In Australia, he has often trained dogs for environmental roles, including training dogs to locate cats and foxes in the Kimberley, WA, Australia, to locate rabbits and rodents, on Macquarie Island, Australia, and also to locate cane toads. He also trained fox detection dogs for Lane Cove Council, NSW. Fox detecting dogs have also been trained by Austin for use in Manly, New South Wales, and these dogs have also been trained to alert to little penguins, for conservation purposes. Similarly, he has trained dogs to alert to Murray River turtles. In Namibia, Africa, he has trained dogs to track cheetah scats.

Additionally, Austin has lectured to international audiences, including: American law enforcement agencies, at Sydney's Taronga Zoo, Mt Everest Kennel Club in Kathmandu, colleges throughout Japan, and Czech Republic Customs Detector Dog Unit.

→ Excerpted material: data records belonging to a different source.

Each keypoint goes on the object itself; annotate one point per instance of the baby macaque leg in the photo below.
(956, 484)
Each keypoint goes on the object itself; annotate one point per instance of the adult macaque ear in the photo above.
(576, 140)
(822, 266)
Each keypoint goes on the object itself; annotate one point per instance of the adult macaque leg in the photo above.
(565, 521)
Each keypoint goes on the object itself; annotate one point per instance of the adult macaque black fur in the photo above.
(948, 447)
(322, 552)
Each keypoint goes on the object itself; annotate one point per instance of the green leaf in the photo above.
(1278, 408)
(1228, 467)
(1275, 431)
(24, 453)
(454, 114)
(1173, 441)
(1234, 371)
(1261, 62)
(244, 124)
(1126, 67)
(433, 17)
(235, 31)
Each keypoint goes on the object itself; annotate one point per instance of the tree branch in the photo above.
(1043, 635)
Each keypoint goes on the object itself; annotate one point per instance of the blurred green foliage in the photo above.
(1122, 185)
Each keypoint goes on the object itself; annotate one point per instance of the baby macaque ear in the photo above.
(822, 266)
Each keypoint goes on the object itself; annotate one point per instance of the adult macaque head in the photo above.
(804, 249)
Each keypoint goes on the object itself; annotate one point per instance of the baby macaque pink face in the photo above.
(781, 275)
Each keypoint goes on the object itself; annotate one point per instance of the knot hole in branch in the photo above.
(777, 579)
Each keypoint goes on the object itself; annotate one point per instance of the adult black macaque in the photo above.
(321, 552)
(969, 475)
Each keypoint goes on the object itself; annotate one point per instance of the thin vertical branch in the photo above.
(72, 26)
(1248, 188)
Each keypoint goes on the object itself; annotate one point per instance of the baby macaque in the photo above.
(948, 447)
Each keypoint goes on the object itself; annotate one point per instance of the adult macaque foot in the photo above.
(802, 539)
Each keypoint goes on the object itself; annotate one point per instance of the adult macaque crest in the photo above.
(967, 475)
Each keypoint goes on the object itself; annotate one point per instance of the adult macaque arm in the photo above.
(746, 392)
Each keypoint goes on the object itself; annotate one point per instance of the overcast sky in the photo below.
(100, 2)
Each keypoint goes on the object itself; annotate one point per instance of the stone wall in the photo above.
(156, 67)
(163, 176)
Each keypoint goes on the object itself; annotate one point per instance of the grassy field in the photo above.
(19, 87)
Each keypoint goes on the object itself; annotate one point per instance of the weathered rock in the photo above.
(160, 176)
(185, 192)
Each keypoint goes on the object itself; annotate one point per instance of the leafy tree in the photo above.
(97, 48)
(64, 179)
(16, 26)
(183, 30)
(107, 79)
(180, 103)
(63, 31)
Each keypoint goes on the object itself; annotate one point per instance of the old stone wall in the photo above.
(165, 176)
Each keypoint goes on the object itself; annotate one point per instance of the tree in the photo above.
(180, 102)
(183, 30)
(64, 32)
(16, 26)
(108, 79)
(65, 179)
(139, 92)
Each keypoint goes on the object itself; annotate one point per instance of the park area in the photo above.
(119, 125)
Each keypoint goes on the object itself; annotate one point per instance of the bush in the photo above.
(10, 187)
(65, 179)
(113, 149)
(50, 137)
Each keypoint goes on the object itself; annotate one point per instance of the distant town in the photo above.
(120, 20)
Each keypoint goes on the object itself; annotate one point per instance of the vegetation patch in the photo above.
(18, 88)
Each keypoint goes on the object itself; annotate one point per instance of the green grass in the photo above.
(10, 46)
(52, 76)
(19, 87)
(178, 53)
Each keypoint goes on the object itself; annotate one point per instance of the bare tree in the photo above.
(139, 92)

He has been involved with temperament assessing dogs in a variety of contexts, both in Australia and California.

Austin has owned and trained an Australian Obedience Champion and two field trial Champions, and also is licensed and active as a judge with the Australian National Kennel Club (ANKC) for these events. He once won the Sydney Royal Dog Obedience Utility Dog Section.

==Television appearances==
He has made a number of television appearances on including ABC's Catalyst and other current affairs programs, Celebrity Dog School, Harry's Practice, 60 Minutes and The 7:30 Report. In 2011 he received much television exposure for his work in training rabbit and rodent indicating dogs for seabird preservation on Macquarie Island.